It wouldn't make sense to spec it that way. The spec just has one mutex, 
it's not per-origin -- that you can implement it per-domain is an 
optimisation that is enabled by design, but it isn't how the spec defines 
it. So you can never block, the way the spec is written (since there's no 
way to ever do a synchronisation of multiple processes).

In addition, as mentioned above, the storage mutex is released in many 
cases other than just those that could lead to a thread grabbing the mutex 
on behalf of two origins at once.

I guess I could add a note in the "obtain the storage mutex" algorithm 
saying that if the UA implements the storage mutex per-origin, then it 
should never be able to reach this algorithm while holding the mutex from 
an origin different than the one it's about to try to grab. Would that 
help? I'm not sure it makes sense to say that, though, given the lack of 
per-origin mutexes in the spec.

> >> 2) Set a break point in the Mozilla JS debugger.  This runs a nested 
> >> event loop each time you single step so that it can drive the rest of 
> >> the browser UI.
> >>
> >> 3) Install a Firefox extension that runs a nested event loop in 
> >> response to an event generated by content.  I debugged many Firefox 
> >> crashes resulting from extensions that do this kind of thing for 
> >> various reasons.
> >
> > These are internal Mozilla issues and should not be allowed to 
> > influence the design of the Web platform. They'll probably change for 
> > multi-process anyway.
> 
> OK, but my point is that the spec should afford implementors with the 
> ability to unlock the storage mutex at other times for reasons not 
> mentioned in the spec.

How do we do that without making the mutex-free implementation correct?

> OK. Please note my objection to the storage mutex.

I think everyone objects to the storage mutex. The problem is we have 
nothing better. Race conditions aren't better.
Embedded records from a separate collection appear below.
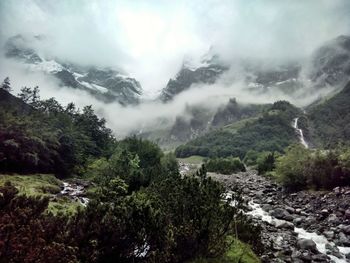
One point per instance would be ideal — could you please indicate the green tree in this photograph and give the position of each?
(6, 85)
(290, 167)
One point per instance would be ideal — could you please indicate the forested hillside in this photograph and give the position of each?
(140, 209)
(44, 136)
(330, 120)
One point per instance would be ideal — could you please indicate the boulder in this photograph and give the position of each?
(333, 219)
(347, 214)
(284, 224)
(280, 213)
(329, 234)
(297, 221)
(343, 240)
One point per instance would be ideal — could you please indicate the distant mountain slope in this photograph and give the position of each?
(330, 120)
(330, 64)
(198, 120)
(105, 84)
(328, 68)
(45, 137)
(272, 131)
(207, 73)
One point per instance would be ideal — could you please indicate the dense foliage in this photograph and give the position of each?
(173, 220)
(43, 136)
(330, 120)
(226, 165)
(271, 132)
(301, 168)
(141, 209)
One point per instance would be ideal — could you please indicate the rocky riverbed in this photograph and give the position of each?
(296, 227)
(76, 191)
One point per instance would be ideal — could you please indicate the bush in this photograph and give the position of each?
(290, 167)
(225, 165)
(265, 162)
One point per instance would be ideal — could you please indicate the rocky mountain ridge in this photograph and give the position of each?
(105, 84)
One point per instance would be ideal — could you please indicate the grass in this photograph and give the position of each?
(194, 159)
(34, 185)
(43, 185)
(237, 253)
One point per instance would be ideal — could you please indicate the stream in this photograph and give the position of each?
(299, 132)
(296, 227)
(75, 191)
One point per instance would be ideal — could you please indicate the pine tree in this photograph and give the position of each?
(6, 84)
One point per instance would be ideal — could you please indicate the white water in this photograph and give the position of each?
(300, 133)
(320, 240)
(75, 191)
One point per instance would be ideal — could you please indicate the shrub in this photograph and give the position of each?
(225, 165)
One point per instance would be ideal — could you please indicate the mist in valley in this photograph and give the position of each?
(151, 41)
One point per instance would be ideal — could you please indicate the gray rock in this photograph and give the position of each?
(280, 213)
(347, 214)
(267, 207)
(320, 258)
(343, 240)
(345, 229)
(284, 224)
(325, 212)
(329, 234)
(297, 221)
(333, 219)
(290, 210)
(307, 244)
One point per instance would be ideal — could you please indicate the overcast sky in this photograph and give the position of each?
(149, 39)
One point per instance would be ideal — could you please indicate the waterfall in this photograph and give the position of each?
(300, 133)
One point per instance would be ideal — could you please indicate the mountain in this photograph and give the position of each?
(330, 120)
(206, 73)
(328, 68)
(330, 64)
(105, 84)
(198, 120)
(272, 131)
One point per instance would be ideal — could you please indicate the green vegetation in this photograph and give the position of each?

On Tue, 3 Nov 2009, Jeremy Orlow wrote:
> 
> If we do this, we need to re-visit ways that scripts can tell whether 
> the lock has been dropped.  I can't remember which idea was most in 
> favor last time we talked about it, but a counter that increments every 
> time LocalStorage is unlocked sticks out in my mind.  (Scripts can check 
> the counter, do something that could cause unlocking, and then verify 
> the counter is still the same after.)

The counter could be a boolean -- does the event loop have the lock [for 
the origin of the first script]. I would recommend implementing this as 
a property window.navigator.webkitStorageUpdatesLocked which is true when 
the lock is obtained and false when it is released. If people find it 
useful, we can add it to the language.

> Another option that just came to mind is to have some flag that says 
> "throw an exception whenever there's been a serialization violation".

Could you elaborate on this?

On Wed, 4 Nov 2009, Rob Ennals wrote:
> 
> How about this for a solution for the localStorage mutex problem:
> 
> "the user agent MAY release the storage mutex on *any* API operation 
> except localStorage itself"
> 
> This guarantees that the common case of "several storage operations in a 
> row with nothing in-between" works, but gives the implementors the 
> freedom to release the storage mutex wherever else they find they need 
> to.
> 
> I ran this by a few people at the W3C tpac (where I am now) and everyone 
> I talked to seemed to think this would work.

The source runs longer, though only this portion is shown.